15.3 Service accounts for nexus-vm and external integration
Recommended SA design:
nexus-runner@bsp-prod.iam.gserviceaccount.com, attached to the VM. Roles:- roles/secretmanager.secretAccessor on each app secret (scope to specific secrets, not project-wide)
- roles/storage.objectAdmin on the backup bucket only
- roles/logging.logWriter
- roles/monitoring.metricWriter
- roles/cloudtrace.agent
- roles/errorreporting.writer
cf-dns-bot@bsp-prod.iam.gserviceaccount.com, used by automation that touches Cloudflare. Permissions live in Cloudflare's API tokens, GCP role only needsroles/secretmanager.secretAccessoron the Cloudflare token secret.wp-integration@bsp-prod.iam.gserviceaccount.com, identity for code that calls the Hostinger WP REST API. Stores BRICKS_WP_APP_PASSWORD in Secret Manager.
📝 Code, attach a fresh SA to nexus-vm
# Create the SA
gcloud iam service-accounts create nexus-runner --display-name="Nexus VM Runner"
# Grant the secrets it needs
for secret in ANTHROPIC_API_KEY CLOUDFLARE_API_TOKEN BRICKS_WP_APP_PASSWORD VAPI_API_KEY OPENAI_API_KEY; do
gcloud secrets add-iam-policy-binding $secret \
--member=serviceAccount:nexus-runner@bsp-prod.iam.gserviceaccount.com \
--role=roles/secretmanager.secretAccessor
done
# Switch the VM (requires VM stop)
gcloud compute instances stop nexus-vm --zone=us-central1-a
gcloud compute instances set-service-account nexus-vm \
--zone=us-central1-a \
--service-account=nexus-runner@bsp-prod.iam.gserviceaccount.com \
--scopes=cloud-platform
gcloud compute instances start nexus-vm --zone=us-central1-a
15.4 GCS as the backup destination for /opt/nexus
Pick or create a regional bucket in us-central1: gs://bsp-nexus-backups. Versioning on, lifecycle to Nearline at 30 days, Coldline at 90, delete at 365 (Section 4.2). UBLA on. Restrict IAM to the nexus-runner SA + a humans-only audit role.

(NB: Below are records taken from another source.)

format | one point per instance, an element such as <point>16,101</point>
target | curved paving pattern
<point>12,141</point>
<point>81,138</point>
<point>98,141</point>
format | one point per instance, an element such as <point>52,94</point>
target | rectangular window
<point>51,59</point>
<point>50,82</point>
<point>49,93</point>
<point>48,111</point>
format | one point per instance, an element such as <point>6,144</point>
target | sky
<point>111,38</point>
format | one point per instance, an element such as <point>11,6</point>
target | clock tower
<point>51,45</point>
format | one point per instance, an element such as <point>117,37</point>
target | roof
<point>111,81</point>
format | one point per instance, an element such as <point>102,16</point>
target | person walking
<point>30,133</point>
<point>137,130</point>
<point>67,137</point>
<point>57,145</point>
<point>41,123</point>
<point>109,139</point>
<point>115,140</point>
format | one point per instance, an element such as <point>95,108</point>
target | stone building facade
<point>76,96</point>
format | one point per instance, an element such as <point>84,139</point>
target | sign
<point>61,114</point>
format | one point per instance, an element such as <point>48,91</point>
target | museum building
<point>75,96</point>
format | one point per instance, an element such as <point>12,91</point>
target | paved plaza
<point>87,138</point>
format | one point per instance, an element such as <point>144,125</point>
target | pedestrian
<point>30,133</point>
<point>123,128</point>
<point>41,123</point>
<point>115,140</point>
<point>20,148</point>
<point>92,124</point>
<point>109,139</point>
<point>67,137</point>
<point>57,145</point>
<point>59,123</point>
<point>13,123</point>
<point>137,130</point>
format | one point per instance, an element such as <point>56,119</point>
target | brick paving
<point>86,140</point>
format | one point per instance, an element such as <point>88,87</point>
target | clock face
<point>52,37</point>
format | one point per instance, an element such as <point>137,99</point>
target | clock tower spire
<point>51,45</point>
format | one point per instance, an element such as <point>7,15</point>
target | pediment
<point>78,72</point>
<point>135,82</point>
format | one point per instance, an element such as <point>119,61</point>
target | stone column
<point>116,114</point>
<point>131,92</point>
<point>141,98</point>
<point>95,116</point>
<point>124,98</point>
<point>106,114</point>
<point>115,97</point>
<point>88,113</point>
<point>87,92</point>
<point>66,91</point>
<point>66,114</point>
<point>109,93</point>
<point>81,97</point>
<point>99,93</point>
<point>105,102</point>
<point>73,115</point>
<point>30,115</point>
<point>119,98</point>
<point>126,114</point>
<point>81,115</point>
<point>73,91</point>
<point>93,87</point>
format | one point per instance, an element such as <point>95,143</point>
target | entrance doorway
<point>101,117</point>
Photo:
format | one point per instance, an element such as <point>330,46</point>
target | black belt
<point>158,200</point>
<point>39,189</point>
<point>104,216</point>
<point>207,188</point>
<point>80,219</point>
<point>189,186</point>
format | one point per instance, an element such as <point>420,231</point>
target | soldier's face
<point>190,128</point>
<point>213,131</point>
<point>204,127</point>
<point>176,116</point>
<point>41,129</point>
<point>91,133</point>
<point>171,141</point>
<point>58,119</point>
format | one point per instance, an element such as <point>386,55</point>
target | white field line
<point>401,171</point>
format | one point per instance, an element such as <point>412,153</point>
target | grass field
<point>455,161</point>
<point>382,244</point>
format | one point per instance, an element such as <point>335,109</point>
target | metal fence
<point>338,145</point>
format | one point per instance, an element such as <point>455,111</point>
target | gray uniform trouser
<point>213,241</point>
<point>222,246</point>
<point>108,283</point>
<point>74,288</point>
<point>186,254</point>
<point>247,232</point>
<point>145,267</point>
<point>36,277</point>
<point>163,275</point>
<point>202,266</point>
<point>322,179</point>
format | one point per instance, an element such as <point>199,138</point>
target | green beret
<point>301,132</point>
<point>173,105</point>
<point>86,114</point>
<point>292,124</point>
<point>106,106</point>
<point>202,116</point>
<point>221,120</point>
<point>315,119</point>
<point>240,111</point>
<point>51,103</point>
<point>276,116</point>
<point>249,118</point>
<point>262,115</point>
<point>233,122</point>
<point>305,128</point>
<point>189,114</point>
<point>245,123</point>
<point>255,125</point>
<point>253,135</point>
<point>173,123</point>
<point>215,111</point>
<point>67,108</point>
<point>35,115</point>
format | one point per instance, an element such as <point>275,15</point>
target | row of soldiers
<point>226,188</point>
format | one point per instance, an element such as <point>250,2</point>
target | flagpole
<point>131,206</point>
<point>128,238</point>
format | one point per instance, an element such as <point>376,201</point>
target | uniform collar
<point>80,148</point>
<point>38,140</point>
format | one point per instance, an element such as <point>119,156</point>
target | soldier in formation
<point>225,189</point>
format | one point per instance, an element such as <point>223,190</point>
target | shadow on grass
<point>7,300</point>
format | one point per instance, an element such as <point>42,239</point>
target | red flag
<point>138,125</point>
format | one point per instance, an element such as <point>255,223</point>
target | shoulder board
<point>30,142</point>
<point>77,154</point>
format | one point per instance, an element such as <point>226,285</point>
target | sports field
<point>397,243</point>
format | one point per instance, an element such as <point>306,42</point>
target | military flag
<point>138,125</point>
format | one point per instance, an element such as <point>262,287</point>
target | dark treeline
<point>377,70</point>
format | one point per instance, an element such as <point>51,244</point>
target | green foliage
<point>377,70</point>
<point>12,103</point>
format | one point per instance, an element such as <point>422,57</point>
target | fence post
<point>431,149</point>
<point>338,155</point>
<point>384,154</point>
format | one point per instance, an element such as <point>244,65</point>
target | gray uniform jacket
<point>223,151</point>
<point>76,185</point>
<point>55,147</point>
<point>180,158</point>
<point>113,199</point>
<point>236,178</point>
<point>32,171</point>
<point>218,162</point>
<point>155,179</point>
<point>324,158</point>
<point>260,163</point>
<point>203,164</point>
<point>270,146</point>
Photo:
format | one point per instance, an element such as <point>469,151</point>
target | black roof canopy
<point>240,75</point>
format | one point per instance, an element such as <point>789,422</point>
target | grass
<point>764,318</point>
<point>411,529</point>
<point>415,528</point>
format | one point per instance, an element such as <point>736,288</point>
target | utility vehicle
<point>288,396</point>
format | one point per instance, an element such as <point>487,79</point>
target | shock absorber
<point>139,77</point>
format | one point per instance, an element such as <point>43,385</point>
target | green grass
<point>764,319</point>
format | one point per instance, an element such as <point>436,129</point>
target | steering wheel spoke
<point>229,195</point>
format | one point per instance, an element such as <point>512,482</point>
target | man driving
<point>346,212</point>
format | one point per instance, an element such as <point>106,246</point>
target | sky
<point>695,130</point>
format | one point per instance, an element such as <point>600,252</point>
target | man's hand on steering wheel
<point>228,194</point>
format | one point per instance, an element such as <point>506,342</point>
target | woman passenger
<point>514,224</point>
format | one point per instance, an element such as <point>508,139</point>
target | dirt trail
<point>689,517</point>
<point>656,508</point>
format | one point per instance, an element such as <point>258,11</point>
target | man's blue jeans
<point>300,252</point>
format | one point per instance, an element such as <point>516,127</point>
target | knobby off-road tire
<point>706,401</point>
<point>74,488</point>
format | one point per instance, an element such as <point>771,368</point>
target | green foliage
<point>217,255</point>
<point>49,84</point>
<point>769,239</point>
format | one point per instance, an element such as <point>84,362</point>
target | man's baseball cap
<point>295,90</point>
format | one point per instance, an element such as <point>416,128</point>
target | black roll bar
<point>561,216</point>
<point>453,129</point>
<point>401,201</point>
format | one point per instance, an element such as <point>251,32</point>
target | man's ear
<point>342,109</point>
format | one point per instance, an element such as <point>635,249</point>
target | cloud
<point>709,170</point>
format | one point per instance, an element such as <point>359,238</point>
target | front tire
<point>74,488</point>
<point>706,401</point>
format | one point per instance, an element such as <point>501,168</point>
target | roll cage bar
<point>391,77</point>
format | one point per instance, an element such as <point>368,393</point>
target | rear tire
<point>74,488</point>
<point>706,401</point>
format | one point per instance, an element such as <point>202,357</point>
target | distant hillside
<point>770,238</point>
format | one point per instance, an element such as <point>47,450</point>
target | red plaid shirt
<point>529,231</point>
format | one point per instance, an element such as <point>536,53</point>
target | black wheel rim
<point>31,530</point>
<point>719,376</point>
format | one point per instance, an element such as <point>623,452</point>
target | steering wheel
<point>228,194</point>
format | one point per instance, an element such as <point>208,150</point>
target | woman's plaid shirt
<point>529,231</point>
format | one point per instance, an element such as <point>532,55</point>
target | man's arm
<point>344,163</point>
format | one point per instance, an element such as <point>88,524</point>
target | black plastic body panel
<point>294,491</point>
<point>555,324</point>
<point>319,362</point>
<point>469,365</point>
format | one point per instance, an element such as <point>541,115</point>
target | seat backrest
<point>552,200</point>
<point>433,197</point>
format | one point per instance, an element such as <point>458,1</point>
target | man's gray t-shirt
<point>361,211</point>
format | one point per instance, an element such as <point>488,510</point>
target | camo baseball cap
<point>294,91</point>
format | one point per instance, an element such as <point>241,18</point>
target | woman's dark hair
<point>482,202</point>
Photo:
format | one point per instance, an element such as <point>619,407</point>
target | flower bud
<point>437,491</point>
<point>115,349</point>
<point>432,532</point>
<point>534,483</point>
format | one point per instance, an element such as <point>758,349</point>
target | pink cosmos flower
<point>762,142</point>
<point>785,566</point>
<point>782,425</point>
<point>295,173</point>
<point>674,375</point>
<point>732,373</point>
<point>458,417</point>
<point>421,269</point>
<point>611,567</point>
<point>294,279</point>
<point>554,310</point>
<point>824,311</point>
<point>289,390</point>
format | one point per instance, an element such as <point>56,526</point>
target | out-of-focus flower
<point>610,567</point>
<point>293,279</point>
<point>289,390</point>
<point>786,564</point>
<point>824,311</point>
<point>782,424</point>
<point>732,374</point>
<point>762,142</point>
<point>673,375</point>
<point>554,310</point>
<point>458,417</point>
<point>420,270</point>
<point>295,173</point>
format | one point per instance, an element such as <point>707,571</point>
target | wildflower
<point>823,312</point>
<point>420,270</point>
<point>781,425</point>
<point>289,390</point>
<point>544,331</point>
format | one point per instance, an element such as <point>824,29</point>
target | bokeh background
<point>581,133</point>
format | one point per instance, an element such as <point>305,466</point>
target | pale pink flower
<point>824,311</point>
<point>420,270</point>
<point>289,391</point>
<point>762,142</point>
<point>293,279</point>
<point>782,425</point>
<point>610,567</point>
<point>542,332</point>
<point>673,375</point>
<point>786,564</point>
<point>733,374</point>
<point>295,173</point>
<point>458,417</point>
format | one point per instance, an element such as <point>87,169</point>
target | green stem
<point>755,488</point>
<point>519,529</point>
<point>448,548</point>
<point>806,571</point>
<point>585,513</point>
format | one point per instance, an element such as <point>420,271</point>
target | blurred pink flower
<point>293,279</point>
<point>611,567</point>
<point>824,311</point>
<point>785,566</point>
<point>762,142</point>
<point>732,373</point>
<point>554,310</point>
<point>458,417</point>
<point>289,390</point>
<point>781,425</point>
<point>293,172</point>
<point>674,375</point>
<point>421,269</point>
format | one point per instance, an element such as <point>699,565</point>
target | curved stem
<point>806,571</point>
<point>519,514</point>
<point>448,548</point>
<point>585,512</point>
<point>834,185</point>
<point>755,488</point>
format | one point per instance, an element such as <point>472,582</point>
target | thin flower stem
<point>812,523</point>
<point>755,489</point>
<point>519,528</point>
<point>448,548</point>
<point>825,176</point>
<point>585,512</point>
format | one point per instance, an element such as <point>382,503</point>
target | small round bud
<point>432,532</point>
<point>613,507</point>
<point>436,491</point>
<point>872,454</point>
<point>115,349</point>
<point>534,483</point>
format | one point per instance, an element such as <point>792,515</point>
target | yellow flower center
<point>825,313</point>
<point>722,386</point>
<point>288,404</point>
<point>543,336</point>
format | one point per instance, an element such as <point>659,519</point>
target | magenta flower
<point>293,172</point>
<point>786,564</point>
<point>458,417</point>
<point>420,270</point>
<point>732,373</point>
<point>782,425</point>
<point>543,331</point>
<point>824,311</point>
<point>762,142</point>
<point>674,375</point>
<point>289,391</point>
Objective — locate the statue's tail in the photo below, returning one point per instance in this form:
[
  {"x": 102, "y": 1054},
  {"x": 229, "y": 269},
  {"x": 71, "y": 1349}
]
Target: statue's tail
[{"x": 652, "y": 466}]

📝 Code, daily /opt/nexus backup script
# /opt/nexus/scripts/backup_daily.sh
#!/bin/bash
set -euo pipefail
DATE=$(date +%Y%m%d_%H%M%S)
ARCHIVE=/tmp/nexus-${DATE}.tar.zst
tar --zstd -cf $ARCHIVE \
--exclude='/opt/nexus/.git' \
--exclude='/opt/nexus/**/__pycache__' \
--exclude='/opt/nexus/**/*.pyc' \
/opt/nexus
gcloud storage cp $ARCHIVE gs://bsp-nexus-backups/daily/${DATE}.tar.zst
rm $ARCHIVE
# Optional: write a sentinel for the latest successful run
gcloud storage cp /dev/stdin gs://bsp-nexus-backups/_latest.txt <<< "$DATE"
# Cron entry
# 0 3 * * * /opt/nexus/scripts/backup_daily.sh >> /var/log/nexus-backup.log 2>&1
15.5 Cloud SQL evaluation for the WP database
The WordPress staging at bricks.callbrightside.com runs on Hostinger's MySQL. If we ever decide to bring WP on-platform (full GCP), the path is:
- Create a Cloud SQL MySQL 8.0 instance, 2 vCPU, 8 GB RAM, 100 GB SSD, HA enabled, automated backups, PITR enabled, maintenance window Saturday 03:00 UTC.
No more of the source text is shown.